The Framework Convention on Tobacco Control (FCTC) was under negotiation in the early 2000s, and while it looked like the world’s first ever legally binding treaty on public health was en route to ratification, the tobacco industry was working overtime to create doubt about tobacco’s “true” burden on health.
During the negotiations, the World Health Organization (WHO) released its World Health Report 2002 – Reducing Risks, Promoting Life. It clearly documented the exploding global tobacco epidemic and showed how this health threat was disproportionately affecting lower-income countries.
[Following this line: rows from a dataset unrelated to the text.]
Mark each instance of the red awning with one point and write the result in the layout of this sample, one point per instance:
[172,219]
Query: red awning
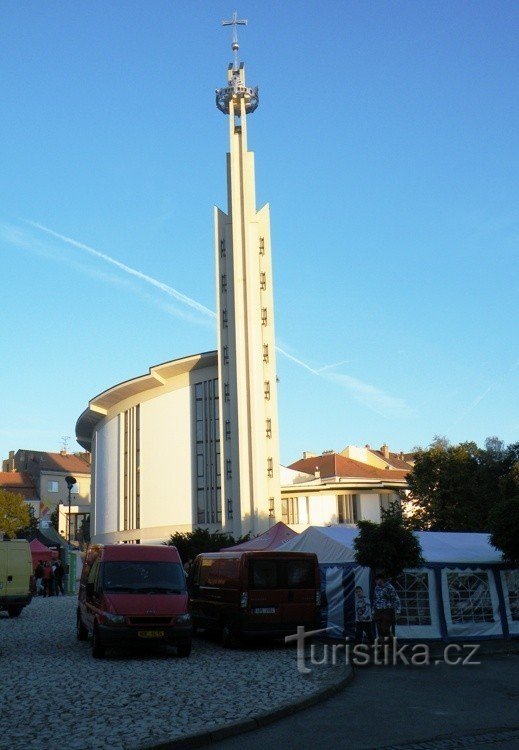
[40,552]
[274,538]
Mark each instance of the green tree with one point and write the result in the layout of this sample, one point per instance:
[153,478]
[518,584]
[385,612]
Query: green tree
[32,526]
[14,513]
[453,487]
[192,543]
[388,546]
[504,528]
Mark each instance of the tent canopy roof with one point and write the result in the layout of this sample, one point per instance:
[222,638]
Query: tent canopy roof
[274,538]
[335,544]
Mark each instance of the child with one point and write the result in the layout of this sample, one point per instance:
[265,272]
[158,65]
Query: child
[362,617]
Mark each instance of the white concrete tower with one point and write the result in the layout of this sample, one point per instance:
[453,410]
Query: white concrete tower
[249,441]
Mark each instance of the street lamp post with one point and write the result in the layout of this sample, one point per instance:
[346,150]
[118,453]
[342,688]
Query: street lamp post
[71,481]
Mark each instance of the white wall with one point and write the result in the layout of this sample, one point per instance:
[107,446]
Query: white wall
[166,459]
[323,510]
[370,507]
[107,477]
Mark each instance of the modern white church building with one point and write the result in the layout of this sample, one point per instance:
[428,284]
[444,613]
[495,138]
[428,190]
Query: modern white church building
[195,441]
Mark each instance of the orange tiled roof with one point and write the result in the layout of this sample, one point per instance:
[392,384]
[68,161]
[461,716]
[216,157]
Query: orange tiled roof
[394,459]
[19,483]
[334,465]
[33,461]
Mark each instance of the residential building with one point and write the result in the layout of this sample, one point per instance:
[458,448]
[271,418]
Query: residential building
[20,483]
[320,490]
[48,472]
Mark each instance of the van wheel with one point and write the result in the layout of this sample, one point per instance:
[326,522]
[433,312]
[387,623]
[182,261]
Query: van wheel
[81,631]
[184,649]
[98,648]
[229,640]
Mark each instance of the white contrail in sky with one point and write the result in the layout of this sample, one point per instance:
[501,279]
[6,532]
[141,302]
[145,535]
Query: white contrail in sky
[128,269]
[372,397]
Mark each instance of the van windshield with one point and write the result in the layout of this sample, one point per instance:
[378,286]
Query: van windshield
[144,577]
[268,573]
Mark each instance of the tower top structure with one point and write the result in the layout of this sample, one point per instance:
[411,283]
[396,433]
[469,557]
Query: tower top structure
[236,91]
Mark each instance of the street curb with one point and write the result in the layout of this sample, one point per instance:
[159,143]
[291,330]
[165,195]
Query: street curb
[255,722]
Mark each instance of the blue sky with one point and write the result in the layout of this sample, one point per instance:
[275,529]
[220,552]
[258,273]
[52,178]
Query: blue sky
[386,144]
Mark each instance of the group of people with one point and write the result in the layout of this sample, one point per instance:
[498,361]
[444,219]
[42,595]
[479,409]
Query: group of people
[382,611]
[49,578]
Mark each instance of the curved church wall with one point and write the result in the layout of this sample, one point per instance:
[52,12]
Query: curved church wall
[146,481]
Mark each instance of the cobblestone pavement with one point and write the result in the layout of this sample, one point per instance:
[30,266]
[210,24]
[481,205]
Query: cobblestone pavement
[53,694]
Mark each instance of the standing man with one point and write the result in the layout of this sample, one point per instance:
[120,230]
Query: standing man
[362,617]
[59,571]
[386,606]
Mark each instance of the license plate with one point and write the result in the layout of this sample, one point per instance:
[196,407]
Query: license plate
[150,633]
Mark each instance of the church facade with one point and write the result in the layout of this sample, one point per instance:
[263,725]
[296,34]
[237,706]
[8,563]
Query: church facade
[195,442]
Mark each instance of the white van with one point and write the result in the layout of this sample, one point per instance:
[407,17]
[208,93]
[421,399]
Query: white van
[15,576]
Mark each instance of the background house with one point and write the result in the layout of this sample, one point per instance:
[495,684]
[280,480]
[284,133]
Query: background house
[47,472]
[333,488]
[20,483]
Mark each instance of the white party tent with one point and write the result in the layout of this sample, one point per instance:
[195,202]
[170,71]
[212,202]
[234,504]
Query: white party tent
[463,590]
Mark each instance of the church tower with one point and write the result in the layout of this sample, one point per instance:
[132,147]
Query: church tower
[249,441]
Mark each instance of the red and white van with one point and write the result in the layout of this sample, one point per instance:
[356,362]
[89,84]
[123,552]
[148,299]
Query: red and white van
[132,593]
[254,594]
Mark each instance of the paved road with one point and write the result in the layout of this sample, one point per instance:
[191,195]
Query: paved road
[53,694]
[394,706]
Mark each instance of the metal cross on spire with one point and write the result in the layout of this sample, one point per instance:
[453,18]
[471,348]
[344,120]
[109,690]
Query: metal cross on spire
[235,22]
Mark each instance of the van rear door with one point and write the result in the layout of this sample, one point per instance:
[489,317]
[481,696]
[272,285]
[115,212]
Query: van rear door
[3,568]
[282,590]
[19,569]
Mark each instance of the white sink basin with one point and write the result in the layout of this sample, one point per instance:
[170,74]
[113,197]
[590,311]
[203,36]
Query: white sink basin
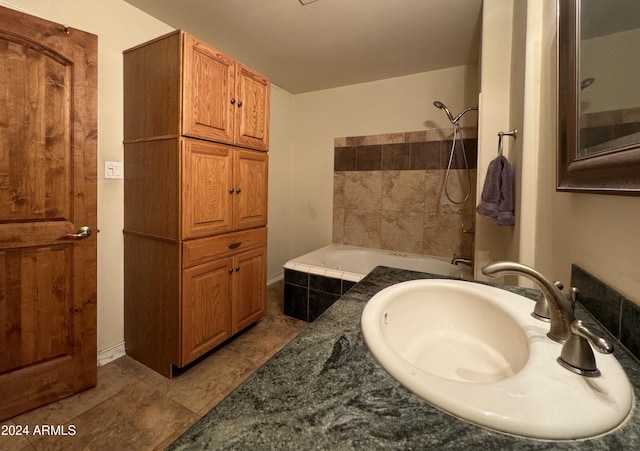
[476,352]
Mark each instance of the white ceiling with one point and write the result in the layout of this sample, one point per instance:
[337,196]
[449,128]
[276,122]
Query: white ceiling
[331,43]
The report also projected that early death and disability from tobacco would nearly double by 2020. To avert early death and disability, researchers found that the taxation of tobacco is among the most cost-effective health policy actions throughout the world, in addition to restricting where people can smoke and other types of tobacco regulations.
“This report provides a road map for how societies can tackle a wide range of preventable conditions that are killing millions of people prematurely and robbing tens of millions of healthy life,” proclaimed Dr. Gro Harlem Brundtland, Director-General at WHO in 2002. “WHO will take this report and focus on the interventions that would work best in each region and on getting the information out to Member States.”
And that they did. The FCTC’s preamble clearly heeds the World Health Report 2002’s findings, recognizing the “increase in the worldwide consumption…of cigarettes and other tobacco products, particularly in developing countries” and that “scientific evidence has unequivocally established that tobacco consumption and exposure to tobacco smoke cause death, disease, and disability.” Taxation of tobacco products is heralded as one of the main “effective and important” legislative methods to reduce consumption.
On February 27, 2005, the FCTC was implemented in full force. Signed by 168 WHO member states, it signaled the triumph of scientific evidence over the influential and wealthy tobacco lobby. Today the FCTC agreement is viewed as one of the most successful public health law efforts worldwide.